Some unfortunate conclusions can be drawn from Beaufort County school board members' responses to the district's handling of a documents request from this newspaper:
Missing is evidence of a strong desire to fulfill the stated purpose of South Carolina's Freedom of Information Act: "It is vital in a democratic society that public business be performed in an open and public manner so that citizens shall be advised of the performance of public officials and of the decisions that are reached in public activity and in the formulation of public policy."
Expediency, not openness, seems to take precedence.
At issue this go-round is an email written by former Hilton Head Island High School athletics director Mark Karen to principal Amanda O'Nan and very critical of superintendent Valerie Truesdale's handling of the firing of former football coach Tim Singleton. The email, which accused Truesdale of lying to the media and interfering in the disciplining of Singleton, was not included in the district's answer to our Freedom of Information Act request.

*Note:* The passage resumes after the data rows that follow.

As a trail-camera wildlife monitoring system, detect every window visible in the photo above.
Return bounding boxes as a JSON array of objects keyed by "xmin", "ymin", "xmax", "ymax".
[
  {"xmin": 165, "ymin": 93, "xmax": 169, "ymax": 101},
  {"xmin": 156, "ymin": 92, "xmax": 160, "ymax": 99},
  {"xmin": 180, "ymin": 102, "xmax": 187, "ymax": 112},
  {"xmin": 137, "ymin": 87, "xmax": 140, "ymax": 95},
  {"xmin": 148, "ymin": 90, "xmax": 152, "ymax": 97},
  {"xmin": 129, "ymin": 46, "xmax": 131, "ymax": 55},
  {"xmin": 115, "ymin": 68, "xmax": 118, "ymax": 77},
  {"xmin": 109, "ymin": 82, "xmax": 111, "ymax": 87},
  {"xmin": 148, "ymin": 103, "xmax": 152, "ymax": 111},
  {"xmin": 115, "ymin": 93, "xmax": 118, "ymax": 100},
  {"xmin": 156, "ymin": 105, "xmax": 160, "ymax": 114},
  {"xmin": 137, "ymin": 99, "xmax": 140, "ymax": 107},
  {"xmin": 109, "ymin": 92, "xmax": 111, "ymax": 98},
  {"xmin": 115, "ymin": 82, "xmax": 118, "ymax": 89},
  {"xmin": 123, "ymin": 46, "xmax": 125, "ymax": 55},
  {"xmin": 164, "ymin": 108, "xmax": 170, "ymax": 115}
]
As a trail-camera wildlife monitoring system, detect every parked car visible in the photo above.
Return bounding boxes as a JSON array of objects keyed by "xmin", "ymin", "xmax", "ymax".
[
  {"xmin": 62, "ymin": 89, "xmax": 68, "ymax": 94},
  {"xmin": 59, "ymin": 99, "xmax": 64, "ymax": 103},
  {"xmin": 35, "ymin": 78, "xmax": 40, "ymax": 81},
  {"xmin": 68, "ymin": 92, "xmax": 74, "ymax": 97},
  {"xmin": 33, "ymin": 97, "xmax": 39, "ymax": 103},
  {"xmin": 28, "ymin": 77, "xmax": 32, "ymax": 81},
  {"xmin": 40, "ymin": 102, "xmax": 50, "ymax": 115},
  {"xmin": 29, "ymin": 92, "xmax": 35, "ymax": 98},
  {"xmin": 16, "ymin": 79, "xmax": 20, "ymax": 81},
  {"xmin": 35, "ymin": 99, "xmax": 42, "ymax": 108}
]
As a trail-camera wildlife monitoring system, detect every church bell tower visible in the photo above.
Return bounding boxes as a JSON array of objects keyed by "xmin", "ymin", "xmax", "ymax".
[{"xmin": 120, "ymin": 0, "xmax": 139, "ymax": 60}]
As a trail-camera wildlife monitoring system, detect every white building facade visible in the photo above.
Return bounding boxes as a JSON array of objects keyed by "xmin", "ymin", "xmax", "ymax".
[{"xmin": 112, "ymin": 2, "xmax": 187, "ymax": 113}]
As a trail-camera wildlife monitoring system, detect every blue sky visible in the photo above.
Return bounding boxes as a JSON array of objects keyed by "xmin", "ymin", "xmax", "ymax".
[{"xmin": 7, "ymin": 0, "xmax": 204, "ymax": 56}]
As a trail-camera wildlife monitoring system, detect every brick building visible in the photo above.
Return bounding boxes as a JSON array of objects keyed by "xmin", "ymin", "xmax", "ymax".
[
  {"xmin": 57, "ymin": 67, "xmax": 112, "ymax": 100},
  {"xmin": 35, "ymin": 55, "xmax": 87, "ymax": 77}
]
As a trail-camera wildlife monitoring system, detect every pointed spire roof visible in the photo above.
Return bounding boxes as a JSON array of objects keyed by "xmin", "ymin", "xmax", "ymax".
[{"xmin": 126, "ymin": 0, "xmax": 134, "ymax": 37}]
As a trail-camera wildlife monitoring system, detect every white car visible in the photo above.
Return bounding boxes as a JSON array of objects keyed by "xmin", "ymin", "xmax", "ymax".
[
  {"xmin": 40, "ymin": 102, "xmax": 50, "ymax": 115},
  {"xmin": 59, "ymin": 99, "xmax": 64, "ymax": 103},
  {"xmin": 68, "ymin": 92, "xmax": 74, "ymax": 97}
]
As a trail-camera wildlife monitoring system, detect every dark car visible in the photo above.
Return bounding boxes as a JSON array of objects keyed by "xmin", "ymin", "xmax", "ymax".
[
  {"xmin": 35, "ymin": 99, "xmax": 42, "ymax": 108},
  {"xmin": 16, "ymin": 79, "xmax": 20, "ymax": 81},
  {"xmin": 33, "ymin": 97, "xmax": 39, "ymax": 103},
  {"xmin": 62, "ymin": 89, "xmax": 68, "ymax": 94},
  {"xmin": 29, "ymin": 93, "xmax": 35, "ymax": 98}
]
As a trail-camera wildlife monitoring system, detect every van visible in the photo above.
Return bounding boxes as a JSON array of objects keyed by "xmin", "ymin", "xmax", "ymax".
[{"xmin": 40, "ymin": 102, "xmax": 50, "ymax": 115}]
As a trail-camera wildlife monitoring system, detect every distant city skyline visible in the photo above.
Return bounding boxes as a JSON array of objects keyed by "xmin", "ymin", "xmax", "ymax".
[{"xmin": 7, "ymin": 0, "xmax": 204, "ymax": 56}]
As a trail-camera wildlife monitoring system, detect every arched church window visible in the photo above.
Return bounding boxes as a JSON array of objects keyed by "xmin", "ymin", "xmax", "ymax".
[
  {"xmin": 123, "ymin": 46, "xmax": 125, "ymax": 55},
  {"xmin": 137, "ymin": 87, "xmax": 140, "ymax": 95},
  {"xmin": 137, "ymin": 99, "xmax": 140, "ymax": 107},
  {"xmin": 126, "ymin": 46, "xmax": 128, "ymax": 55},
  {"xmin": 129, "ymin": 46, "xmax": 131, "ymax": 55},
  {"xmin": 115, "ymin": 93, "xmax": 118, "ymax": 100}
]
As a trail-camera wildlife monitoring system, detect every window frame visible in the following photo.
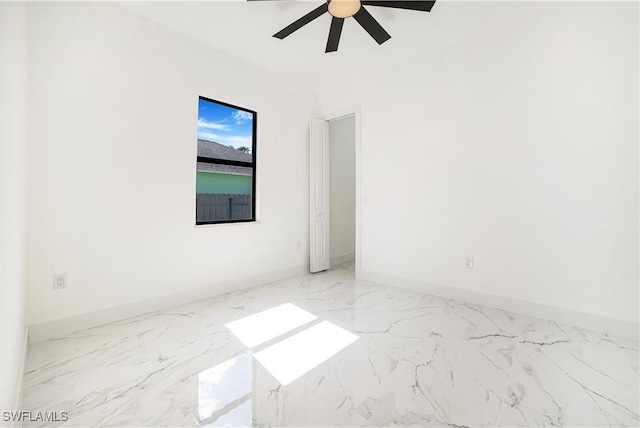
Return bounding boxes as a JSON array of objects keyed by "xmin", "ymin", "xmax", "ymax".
[{"xmin": 195, "ymin": 96, "xmax": 258, "ymax": 226}]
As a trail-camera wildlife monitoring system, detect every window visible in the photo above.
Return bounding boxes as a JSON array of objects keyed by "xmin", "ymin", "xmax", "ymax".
[{"xmin": 196, "ymin": 97, "xmax": 256, "ymax": 224}]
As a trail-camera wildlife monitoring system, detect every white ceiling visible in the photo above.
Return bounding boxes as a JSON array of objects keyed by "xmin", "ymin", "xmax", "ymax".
[{"xmin": 117, "ymin": 0, "xmax": 548, "ymax": 88}]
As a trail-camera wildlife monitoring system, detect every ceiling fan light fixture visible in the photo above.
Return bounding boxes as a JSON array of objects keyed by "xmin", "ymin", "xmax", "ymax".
[{"xmin": 329, "ymin": 0, "xmax": 362, "ymax": 18}]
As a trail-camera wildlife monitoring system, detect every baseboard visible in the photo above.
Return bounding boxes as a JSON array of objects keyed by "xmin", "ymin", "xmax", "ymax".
[
  {"xmin": 29, "ymin": 265, "xmax": 309, "ymax": 343},
  {"xmin": 357, "ymin": 271, "xmax": 640, "ymax": 340},
  {"xmin": 9, "ymin": 327, "xmax": 29, "ymax": 428},
  {"xmin": 330, "ymin": 253, "xmax": 356, "ymax": 266}
]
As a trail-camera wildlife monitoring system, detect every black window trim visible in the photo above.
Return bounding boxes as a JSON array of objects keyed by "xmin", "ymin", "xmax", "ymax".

We're told district officials followed attorneys' advice when they took it to Karen to see whether he deemed it "private."

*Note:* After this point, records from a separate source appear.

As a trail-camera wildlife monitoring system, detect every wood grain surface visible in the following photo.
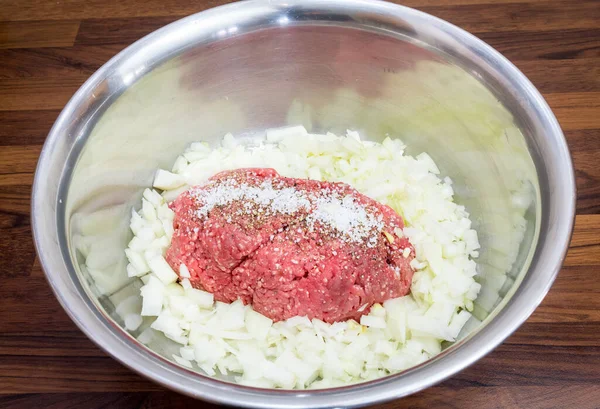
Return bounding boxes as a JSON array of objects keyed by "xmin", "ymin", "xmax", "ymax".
[{"xmin": 0, "ymin": 0, "xmax": 600, "ymax": 409}]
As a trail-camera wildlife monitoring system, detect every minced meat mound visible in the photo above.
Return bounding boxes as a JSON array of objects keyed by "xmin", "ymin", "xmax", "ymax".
[{"xmin": 166, "ymin": 169, "xmax": 415, "ymax": 323}]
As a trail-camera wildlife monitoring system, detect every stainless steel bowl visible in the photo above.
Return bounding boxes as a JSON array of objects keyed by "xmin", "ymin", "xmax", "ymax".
[{"xmin": 32, "ymin": 0, "xmax": 575, "ymax": 408}]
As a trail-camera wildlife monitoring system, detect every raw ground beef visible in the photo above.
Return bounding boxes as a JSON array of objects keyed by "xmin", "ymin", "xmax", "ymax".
[{"xmin": 166, "ymin": 169, "xmax": 415, "ymax": 323}]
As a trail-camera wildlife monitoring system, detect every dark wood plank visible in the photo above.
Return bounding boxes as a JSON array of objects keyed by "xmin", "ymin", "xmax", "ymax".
[
  {"xmin": 0, "ymin": 0, "xmax": 593, "ymax": 22},
  {"xmin": 0, "ymin": 20, "xmax": 79, "ymax": 48},
  {"xmin": 566, "ymin": 130, "xmax": 600, "ymax": 214},
  {"xmin": 0, "ymin": 43, "xmax": 120, "ymax": 80},
  {"xmin": 0, "ymin": 74, "xmax": 89, "ymax": 111},
  {"xmin": 480, "ymin": 28, "xmax": 600, "ymax": 61},
  {"xmin": 416, "ymin": 0, "xmax": 600, "ymax": 33},
  {"xmin": 76, "ymin": 16, "xmax": 178, "ymax": 45},
  {"xmin": 0, "ymin": 109, "xmax": 60, "ymax": 146},
  {"xmin": 513, "ymin": 58, "xmax": 600, "ymax": 95},
  {"xmin": 0, "ymin": 385, "xmax": 600, "ymax": 409},
  {"xmin": 0, "ymin": 0, "xmax": 600, "ymax": 409}
]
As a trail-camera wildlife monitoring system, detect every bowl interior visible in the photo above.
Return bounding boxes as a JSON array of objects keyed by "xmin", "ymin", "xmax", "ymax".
[{"xmin": 31, "ymin": 2, "xmax": 572, "ymax": 404}]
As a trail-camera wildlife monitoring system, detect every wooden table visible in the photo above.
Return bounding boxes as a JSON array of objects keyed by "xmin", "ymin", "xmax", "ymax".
[{"xmin": 0, "ymin": 0, "xmax": 600, "ymax": 409}]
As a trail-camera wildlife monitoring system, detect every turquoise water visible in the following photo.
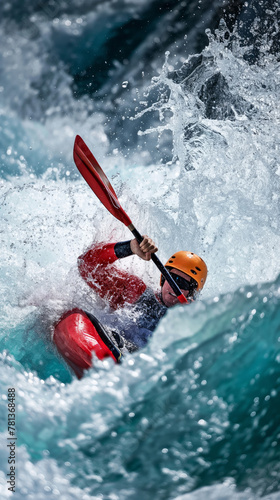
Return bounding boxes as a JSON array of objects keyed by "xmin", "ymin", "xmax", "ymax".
[{"xmin": 0, "ymin": 2, "xmax": 280, "ymax": 500}]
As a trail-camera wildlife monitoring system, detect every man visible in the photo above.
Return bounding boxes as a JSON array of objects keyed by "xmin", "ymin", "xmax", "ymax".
[{"xmin": 78, "ymin": 236, "xmax": 207, "ymax": 352}]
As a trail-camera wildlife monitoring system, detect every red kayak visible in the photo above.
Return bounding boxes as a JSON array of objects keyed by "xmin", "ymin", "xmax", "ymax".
[{"xmin": 53, "ymin": 309, "xmax": 121, "ymax": 379}]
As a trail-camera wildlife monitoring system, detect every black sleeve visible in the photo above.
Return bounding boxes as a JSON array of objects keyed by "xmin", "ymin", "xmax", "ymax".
[{"xmin": 114, "ymin": 240, "xmax": 133, "ymax": 259}]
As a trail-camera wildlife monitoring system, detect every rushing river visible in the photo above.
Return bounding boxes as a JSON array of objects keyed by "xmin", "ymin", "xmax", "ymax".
[{"xmin": 0, "ymin": 0, "xmax": 280, "ymax": 500}]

Very troubling was board chairman Fred Washington Jr.'s response when asked about the district's actions:
"The fact is that every bit of information that has been requested was received, whether that was through the district or through some other source," Washington said. "I look at it as something that's behind us."
The fact that the email came from other sources does not lift responsibility from district officials to follow the law.
Board member George Wilson's response also is troubling:
"Usually what we do is listen to our attorneys. For me to have an opinion on it would be just an opinion."
With all due respect, Wilson and the other board members were elected to exercise their judgment on public matters. His opinion matters to his constituents even if it doesn't matter to him.
And lawyers don't always come up with the right answer.
The Childs and Halligan law firm, which represents the Beaufort County district, did the Berkeley County school board few favors when it set up a superintendent evaluation system handled by the law firm and then argued that it fell under "attorney-client privilege" and so was protected from public scrutiny. The firm even argued it could withhold a blank questionnaire from The (Charleston) Post and Courier.
The state Supreme Court said no. Exemptions to the law, the court said, should be narrowly construed so as not to provide a blanket prohibition of disclosure.
In 2007, the Beaufort County School District attempted a similar end run when it sought to keep secret the terms of a lawsuit settlement with a former principal. One of the reasons cited was that the attorney who handled the matter provided a copy of the agreement in her role as legal counsel. That made the agreement exempt under the law, the district said.
But that was put to rest with a state Attorney General's opinion that cited the open records law and a Supreme Court rule that settlements involving public entities cannot be kept secret.
School board member Bill Evans attributed the disagreement over the email to different interpretations of the law.
"When we got the request, it's obvious we talked with our attorneys, and our attorneys said 'You don't have to give them this stuff. This is stuff we think is private,' " Evans said. "Other attorneys think the opposite."
Yes, sometimes attorneys disagree. But where in this scenario is thoughtful consideration and the exercise of judgment from the people who hire the attorneys. It seems necessary sometimes to remind the school board that the attorneys work for them, not the other way around.
School officials should not suspend reason and judgment just because they have access to lawyers. Public officials are the people held accountable, no matter the lawyers' advice. It is, after all, advice.